Ağız kokusu nedir? Ne değildir?
Ağız kokusu nedir? Ne değildir?
Herkese merhabalar. Bu haftaki konumuz, bizi sosyal ortamlarda zor durumda bırakabilecek bir problem olan: Ağız kokusu. Öncelikle ağız kokusunda bahsederken vücudumuzu bütüncül olarak değerlendirmemiz gerekiyor.
Bu sebeple ağız kokusunu iki ana başlık halinde inceleyebiliriz:
Birincisi fizyolojik olan ağız kokusudur. Sabahları uyandığımızda ağzımızda olan ve tüm toplumda yaygın bulunan ağız kokusu fizyolojik olan ağız kokusudur. Tedavi gerektirmez kişiyi rahatsız etmez.
Bir diğer ağız kokusu ise patolojik olan ağız kokusudur. Bu ağız kokusunun sebebi ağızda kokuya sebep olan bakterilerin artmasından kaynaklıdır. En yaygın gördüğümüz sebepleri diş ve dil yüzeyindeki bakterilerin artmış olmasıdır. Bu bakteri florasındaki artış, ağız kokusu olarak kendini gösterir. Artmasının farklı sebepleri vardır. Bunlardan en sık görülenleri;
- Yetersiz ağız hijyeni
- Kırık dolgular
- Uyumsuz dolgular
- Diş taşları
- Diş eti rahatsızlıkları
- Uyumunu yitirmiş kaplamalar ve köprüler
- Dil yüzeyinin temizliğinin yapılmamış olması
- Hareketli apareylerin uygun bakımının yapılmamış olması
- Eskimiş ve değiştirilmesi gereken kaplamaların hala ağızda bulunuyor olması
gibi faktörler ağız kokusunu oluşturan başlıca sebeplerdir.
Ağız kokusunu yapan bakterilerin yaklaşık %80'i dil üzerinde yerleşmiş olduğu için, ağız kokusunda ilk bakılması gereken yer dil olmalıdır. Etkili bir dil temizliği yapılmadığında ağız kokusu kaçınılmazdır. Bir diğer sebep ise birikmiş olan diş taşlarıdır. Düzenli diş taşı temizliğinin yapılması ağız kokusunun oluşmamasında önemli bir etkendir.
Dil temizliği için çeşitli yöntemler bulunmaktadır.

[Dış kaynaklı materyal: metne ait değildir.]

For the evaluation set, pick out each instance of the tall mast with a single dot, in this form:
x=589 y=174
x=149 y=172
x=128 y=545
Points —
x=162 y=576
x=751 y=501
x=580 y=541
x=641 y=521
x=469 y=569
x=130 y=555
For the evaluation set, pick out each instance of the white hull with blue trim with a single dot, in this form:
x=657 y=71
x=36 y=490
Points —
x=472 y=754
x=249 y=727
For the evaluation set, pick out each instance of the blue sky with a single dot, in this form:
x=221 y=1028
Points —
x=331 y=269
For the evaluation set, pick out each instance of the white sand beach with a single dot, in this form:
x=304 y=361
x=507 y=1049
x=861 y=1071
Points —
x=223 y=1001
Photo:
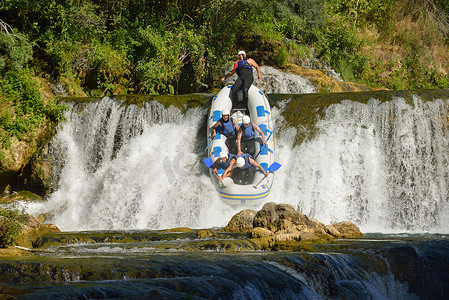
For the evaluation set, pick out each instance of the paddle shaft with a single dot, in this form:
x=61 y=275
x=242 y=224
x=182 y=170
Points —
x=255 y=186
x=266 y=142
x=209 y=143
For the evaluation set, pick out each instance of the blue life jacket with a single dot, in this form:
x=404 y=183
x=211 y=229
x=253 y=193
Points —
x=225 y=165
x=248 y=132
x=243 y=64
x=228 y=128
x=246 y=156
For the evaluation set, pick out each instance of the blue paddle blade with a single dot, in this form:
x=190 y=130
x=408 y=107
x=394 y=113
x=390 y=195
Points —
x=208 y=161
x=274 y=167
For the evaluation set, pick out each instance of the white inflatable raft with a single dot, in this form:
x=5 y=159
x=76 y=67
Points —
x=258 y=188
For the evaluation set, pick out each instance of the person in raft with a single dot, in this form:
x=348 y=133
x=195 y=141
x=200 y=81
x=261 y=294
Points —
x=229 y=128
x=242 y=168
x=223 y=161
x=245 y=137
x=244 y=69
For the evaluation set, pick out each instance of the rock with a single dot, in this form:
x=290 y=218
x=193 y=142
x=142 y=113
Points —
x=332 y=231
x=272 y=215
x=14 y=251
x=259 y=232
x=348 y=230
x=205 y=234
x=32 y=230
x=241 y=222
x=177 y=229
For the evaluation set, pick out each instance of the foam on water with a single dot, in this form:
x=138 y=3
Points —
x=129 y=168
x=383 y=166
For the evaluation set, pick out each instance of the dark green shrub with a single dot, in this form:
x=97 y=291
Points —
x=11 y=218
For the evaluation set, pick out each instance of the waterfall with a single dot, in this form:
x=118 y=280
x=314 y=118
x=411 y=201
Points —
x=381 y=165
x=124 y=167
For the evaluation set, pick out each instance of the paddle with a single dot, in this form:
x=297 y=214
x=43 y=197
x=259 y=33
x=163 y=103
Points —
x=265 y=141
x=209 y=163
x=209 y=144
x=273 y=168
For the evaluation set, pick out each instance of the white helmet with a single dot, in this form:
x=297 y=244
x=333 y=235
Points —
x=240 y=162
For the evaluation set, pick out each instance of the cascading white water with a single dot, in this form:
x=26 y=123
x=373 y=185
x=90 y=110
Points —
x=131 y=168
x=383 y=166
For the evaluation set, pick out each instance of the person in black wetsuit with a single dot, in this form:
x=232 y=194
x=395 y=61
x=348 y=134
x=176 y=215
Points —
x=244 y=69
x=245 y=137
x=229 y=128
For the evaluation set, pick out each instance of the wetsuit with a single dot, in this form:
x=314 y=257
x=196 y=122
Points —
x=245 y=174
x=247 y=142
x=230 y=132
x=225 y=165
x=244 y=81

Bunlardan en basit olanı günlük kullandığımız diş fırçası ile yüzeyine birkaç defa diş fırçasını gezdirmek şeklinde bir yüzeyi temizliği yapmaktır. Bir diğer yöntem dil temizleyicileri kullanarak dil temizliği yapılmasıdır.

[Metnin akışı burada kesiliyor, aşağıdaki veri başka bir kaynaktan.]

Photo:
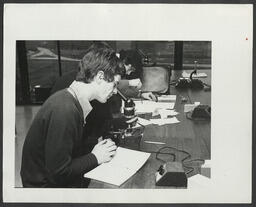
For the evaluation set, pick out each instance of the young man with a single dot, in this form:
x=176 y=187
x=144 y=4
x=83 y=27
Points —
x=54 y=154
x=131 y=84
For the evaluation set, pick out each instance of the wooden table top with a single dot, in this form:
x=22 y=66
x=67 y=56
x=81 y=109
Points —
x=188 y=135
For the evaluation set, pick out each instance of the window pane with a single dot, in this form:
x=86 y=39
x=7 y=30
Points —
x=199 y=51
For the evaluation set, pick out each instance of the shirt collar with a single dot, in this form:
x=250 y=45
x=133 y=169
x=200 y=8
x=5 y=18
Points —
x=80 y=92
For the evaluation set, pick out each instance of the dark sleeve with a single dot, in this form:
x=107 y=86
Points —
x=128 y=91
x=62 y=130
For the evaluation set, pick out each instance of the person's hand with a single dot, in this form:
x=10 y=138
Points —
x=149 y=96
x=132 y=120
x=135 y=83
x=104 y=151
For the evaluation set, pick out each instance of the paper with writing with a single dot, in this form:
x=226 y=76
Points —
x=125 y=163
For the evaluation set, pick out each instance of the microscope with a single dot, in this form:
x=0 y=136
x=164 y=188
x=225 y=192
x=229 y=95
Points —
x=129 y=113
x=122 y=127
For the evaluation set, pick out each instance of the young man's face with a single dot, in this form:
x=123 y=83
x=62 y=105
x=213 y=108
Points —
x=107 y=89
x=129 y=69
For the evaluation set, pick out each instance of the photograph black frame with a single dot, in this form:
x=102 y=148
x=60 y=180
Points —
x=146 y=2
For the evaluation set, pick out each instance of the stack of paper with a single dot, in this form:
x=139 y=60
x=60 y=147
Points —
x=161 y=122
x=197 y=75
x=166 y=98
x=199 y=182
x=125 y=163
x=158 y=122
x=151 y=106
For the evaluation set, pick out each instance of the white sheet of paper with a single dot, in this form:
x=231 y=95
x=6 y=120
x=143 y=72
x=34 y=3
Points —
x=198 y=182
x=143 y=122
x=151 y=106
x=125 y=163
x=167 y=98
x=190 y=107
x=164 y=113
x=198 y=75
x=161 y=122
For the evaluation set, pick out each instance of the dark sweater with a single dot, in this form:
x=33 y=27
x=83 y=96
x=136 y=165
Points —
x=53 y=153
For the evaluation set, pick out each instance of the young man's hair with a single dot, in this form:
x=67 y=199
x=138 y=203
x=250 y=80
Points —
x=134 y=58
x=99 y=57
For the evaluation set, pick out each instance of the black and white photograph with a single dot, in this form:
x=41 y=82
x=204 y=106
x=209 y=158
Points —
x=165 y=87
x=136 y=102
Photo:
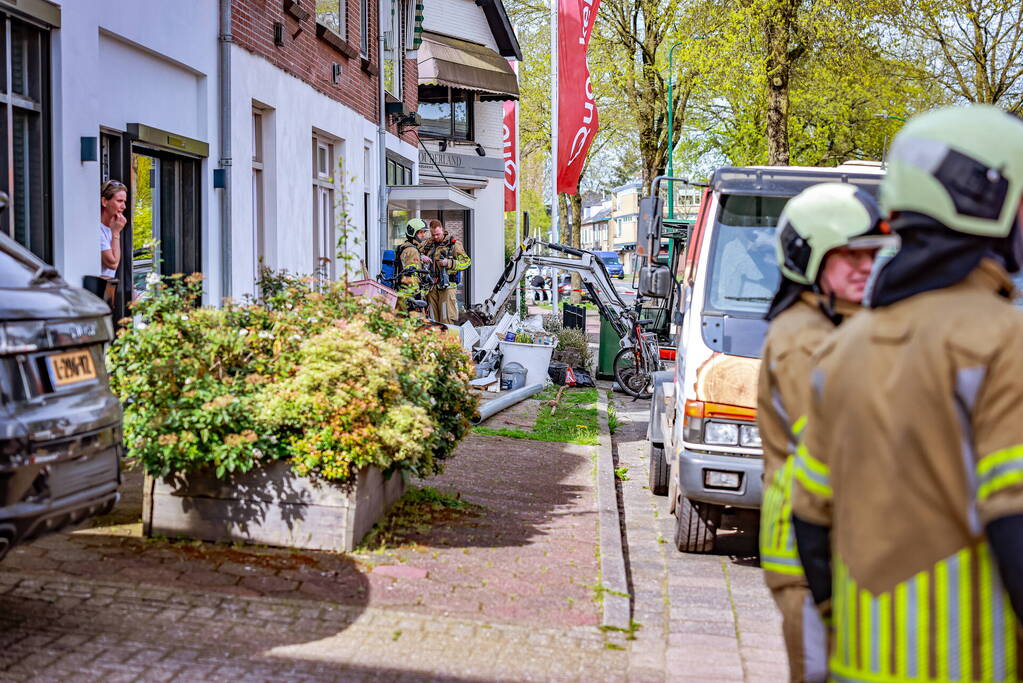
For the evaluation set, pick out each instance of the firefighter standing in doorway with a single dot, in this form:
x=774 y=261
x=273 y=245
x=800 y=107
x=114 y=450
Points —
x=449 y=260
x=828 y=235
x=410 y=257
x=908 y=496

Bunlara ek olarak günlük ağız bakım sularının kullanılması ağız kokusunu azaltmada etkili olarak kabul edilir. Dikkat edilmesi gereken nokta, kullanılacak ağız bakım sularının alkol içeriğinin olmaması gerektiğidir. Çünkü alkol ağız kokusunu tetikler.
Uyumsuz dolgular kırık dolgular değiştirilmesi gereken köprü ve kaplamalar en kısa zamanda yenilenmeli ve ağız kokusunu giderilmesi gerekmektedir. Geç kalınmış tedavilerde sebebi bulmak çok daha zorlaşacağı için erken teşhis her zaman daha önemlidir.
Ağızdaki yukarıda bahsettiğimiz tüm olabilecek sıkıntılar giderildi ama hala ağız kokusu geçmediyse ağız kaynaklı olmayan ağız kokusu düşünülmesi gerekebilir. Bunlardan en yaygın görüleni mide rahatsızlıkları (reflü, gastrit vs.) , bağırsak sorunları, kronik rahatsızlıklar, diyabet (diyabetin tipik ağız kokusu keton cisimlerinin artmasından kaynaklı olan aseton kokusudur) gibi hastalıklar ağız kokusuna sebep olabilir. Bunların çözümü için ise doktor muayenesi tavsiye edilir. Uygun tedaviyi doktorun oluşturması gerekir.
Tüm bu sebeplere rağmen geçmeyen ağız kokusu varsa psilolojik ağız kokusu olabilir. Yani hasta, ağzının koktuğunu düşünüyordur; ama aslında ağız kokusu yoktur. Bunun tedavisi içinse hasta uygun kurumlara yönlendirilir.
Her şeyin başı olan etkili ağız ve diş bakımı, ağız kokusunda da en gözden kaçan; halbuki en sık görülen etkendir. Günde 2 defa, dişlerin en az 2 dk fırçalanması etkili bir ağız ve diş bakımı sunar. Unutmayalım. Sağlıklı bol gülüşler.